And this my basic attempt. My question is how to deal with source in terms of the solution itself? Usually, I solved this source term first but in this case, I don't know how to continue writing...And to confirm if I am on the right way?
Thanks in advance
The PDE is linear homogeneous in $u(x,t)$ the boundary conditions are homogeneous Dirichlet.

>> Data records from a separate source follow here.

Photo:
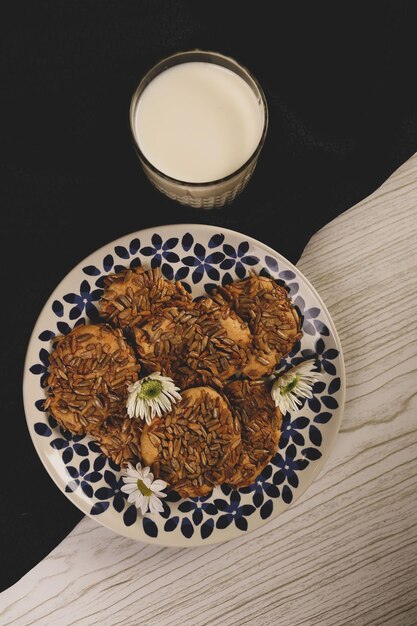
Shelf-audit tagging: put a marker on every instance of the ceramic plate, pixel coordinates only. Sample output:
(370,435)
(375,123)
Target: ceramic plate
(199,256)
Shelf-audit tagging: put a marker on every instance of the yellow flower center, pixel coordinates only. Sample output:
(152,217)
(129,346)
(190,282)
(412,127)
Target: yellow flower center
(145,491)
(150,389)
(291,385)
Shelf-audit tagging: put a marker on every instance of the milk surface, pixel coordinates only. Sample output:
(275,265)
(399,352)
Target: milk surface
(198,122)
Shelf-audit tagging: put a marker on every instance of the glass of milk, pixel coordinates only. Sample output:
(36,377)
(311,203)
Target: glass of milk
(199,121)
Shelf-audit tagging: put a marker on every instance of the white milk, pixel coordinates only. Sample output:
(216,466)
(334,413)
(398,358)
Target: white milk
(198,122)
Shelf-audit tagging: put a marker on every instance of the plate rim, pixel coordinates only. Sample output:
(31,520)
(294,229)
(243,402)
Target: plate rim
(315,471)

I substitute the ansatz $u(x,t)=X(x)T(t)$ into the pde and divide by $u(x,t)$ and obtain
\begin{align} T'(t)/T(t)-k X''(x)/X(x)=\gamma \end{align}
for the above to hold we must have $X''(x)/X(x)=\lambda$, $X(x)$ must satisfy the homogeneous boundary conditions, so we get a family of solutions to the eigenvalue problem \begin{align} X_{n}(x)=\sin\left(\frac{n\pi x}{L}\right),\,\,\,\lambda_{n}=-n^{2}\pi^{2}/L^{2} \end{align}
substituting back we have
\begin{align} \frac{T'_{n}(t)}{T_{n}(t)}-k\lambda_{n}=\gamma \end{align}
which gives $T_{n}(t)=\exp(\left(\gamma+k\lambda_{n}\right)t)$
\begin{align} u(x,t)=\exp(\gamma\, t)\sum_{n=1}^{\infty}c_{n}\exp(k\lambda_{n}t)\sin(\frac{n\pi x}{L}) \end{align}
With hindsight one can also make the change of variables $u(x,t)=\exp(-\gamma t)w(x,t)$, one sees, for which one has
\begin{align} u_{t}=-\gamma\exp(-\gamma t)w(x,t)+\exp(-\gamma t)w_{t}=-\gamma u+\exp(-\gamma t)w_{t} \end{align}
\begin{align} u_{t}+\gamma u=\exp(-\gamma t)w_{t} \end{align}
The PDE in $w(x,t)$ is the one that you are familiar with
\begin{align} w_{t}-kw_{xx}=0 \end{align}
I hope one of these two answers helps you.